At what point did feelings outweigh practicality? When did they take the top billing in our lives? Are we handicapped by the massive myriad of choices available to us, or are we lucky? Reviewing my own sadly failed marriage, dissolved from nothing else but feelings, I know without a question that one hundred years ago, I would be still be certainly happily married, And I'm not even kidding about the happy part. Because back then, 'happy enough' was all the happy you were gonna get. And you accepted it.
Is that terrible? Euclid and I discussed the horror of being one of those 1880's, poor, farm women, burdened by toil and baby after baby, but literature tells us that they, for the most part, were "happy" people, or at least as happy as we consider ourselves to be. Now, we've invented new unhappiness to take the place of the old. It's such a mysterious thing...on one hand, we should be counting our lucky stars that we have the freedoms and options we have, and yet we never stop wanting more. (Sorry Feminists, I'm on your side, but I'm just playing devil's advocate for the sake of this blog and my curiosity at the moment. And anyway, I'm not meaning to slant this towards women, ALL people were in a similar position, happiness wise. Men were just as trapped in many ways.)

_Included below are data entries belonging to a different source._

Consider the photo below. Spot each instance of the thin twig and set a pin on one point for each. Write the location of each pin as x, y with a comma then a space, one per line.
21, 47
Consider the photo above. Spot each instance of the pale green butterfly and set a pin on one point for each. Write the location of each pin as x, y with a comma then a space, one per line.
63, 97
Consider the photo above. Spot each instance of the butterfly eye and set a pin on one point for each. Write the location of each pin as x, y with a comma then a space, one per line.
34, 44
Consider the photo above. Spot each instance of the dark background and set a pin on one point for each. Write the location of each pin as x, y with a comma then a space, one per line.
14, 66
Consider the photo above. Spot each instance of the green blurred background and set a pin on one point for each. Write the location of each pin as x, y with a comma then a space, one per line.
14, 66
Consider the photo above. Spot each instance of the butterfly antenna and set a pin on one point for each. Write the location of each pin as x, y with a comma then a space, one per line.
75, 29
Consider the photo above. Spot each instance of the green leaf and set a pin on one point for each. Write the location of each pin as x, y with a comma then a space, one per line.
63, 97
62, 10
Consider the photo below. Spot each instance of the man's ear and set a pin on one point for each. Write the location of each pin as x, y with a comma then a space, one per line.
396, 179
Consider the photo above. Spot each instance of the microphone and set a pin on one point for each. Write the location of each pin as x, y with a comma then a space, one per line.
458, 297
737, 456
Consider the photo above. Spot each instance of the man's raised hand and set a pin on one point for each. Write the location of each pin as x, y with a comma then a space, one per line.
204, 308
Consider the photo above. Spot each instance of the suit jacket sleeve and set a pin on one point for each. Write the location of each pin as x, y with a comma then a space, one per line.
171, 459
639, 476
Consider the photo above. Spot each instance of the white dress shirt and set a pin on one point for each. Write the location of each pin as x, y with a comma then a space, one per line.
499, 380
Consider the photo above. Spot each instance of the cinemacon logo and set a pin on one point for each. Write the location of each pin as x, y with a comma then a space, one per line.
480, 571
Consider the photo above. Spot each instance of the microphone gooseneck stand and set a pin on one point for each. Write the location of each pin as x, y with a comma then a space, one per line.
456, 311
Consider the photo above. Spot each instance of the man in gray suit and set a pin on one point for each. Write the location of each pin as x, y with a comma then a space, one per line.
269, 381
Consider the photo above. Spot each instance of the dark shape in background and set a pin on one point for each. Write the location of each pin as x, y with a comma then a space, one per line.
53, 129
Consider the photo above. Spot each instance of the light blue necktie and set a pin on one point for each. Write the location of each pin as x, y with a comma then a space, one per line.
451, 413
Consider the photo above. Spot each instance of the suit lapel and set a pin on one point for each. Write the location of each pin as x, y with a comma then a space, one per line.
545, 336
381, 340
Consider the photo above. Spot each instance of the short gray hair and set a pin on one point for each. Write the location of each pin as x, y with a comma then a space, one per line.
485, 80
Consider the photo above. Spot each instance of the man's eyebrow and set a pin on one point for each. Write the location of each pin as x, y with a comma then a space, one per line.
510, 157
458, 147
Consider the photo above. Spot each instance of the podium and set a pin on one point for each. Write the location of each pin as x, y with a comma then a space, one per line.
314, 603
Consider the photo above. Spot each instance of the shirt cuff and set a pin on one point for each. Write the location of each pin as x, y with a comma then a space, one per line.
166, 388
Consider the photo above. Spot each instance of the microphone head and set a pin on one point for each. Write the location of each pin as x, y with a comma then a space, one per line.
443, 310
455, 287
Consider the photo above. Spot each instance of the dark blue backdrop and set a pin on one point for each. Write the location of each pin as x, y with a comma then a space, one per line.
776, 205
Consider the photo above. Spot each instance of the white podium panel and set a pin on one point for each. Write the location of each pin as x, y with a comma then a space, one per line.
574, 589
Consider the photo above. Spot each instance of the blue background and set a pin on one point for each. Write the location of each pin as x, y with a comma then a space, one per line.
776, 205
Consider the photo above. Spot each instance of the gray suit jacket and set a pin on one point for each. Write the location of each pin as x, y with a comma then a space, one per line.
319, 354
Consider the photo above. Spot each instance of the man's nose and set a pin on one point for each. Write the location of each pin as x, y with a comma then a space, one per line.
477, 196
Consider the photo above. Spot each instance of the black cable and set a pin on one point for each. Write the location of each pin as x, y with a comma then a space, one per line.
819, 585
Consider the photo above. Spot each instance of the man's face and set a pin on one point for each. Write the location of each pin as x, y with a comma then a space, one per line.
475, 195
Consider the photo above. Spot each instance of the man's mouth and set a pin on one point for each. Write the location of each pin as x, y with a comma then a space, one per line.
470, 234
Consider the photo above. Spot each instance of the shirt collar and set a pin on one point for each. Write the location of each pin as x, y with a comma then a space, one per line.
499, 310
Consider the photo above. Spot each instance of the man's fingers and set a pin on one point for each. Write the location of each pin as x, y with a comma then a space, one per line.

Neither Euclid or I could make out which idea was better, maybe it seems obvious to others, but honestly, I can't say for sure. It's difficult and heartbreaking to make decisions, I, personally, never know if I'm making the right one...is it better to have the decision made for you? Or is it unacceptable to be stuck in a just-make-the-best-of-it situation..."Life's hard, and then you die?" Is that how it should be? Now or then? It's all hypothetical anyway, we ARE living in the now. But I just spent several days imagining myself living back then, and let me tell you, it makes for some deep, dark questions on who I am, and how I really would have been, once upon a time...
It's a different world, that's for sure. For better or worse, they don't make 'em like they used to.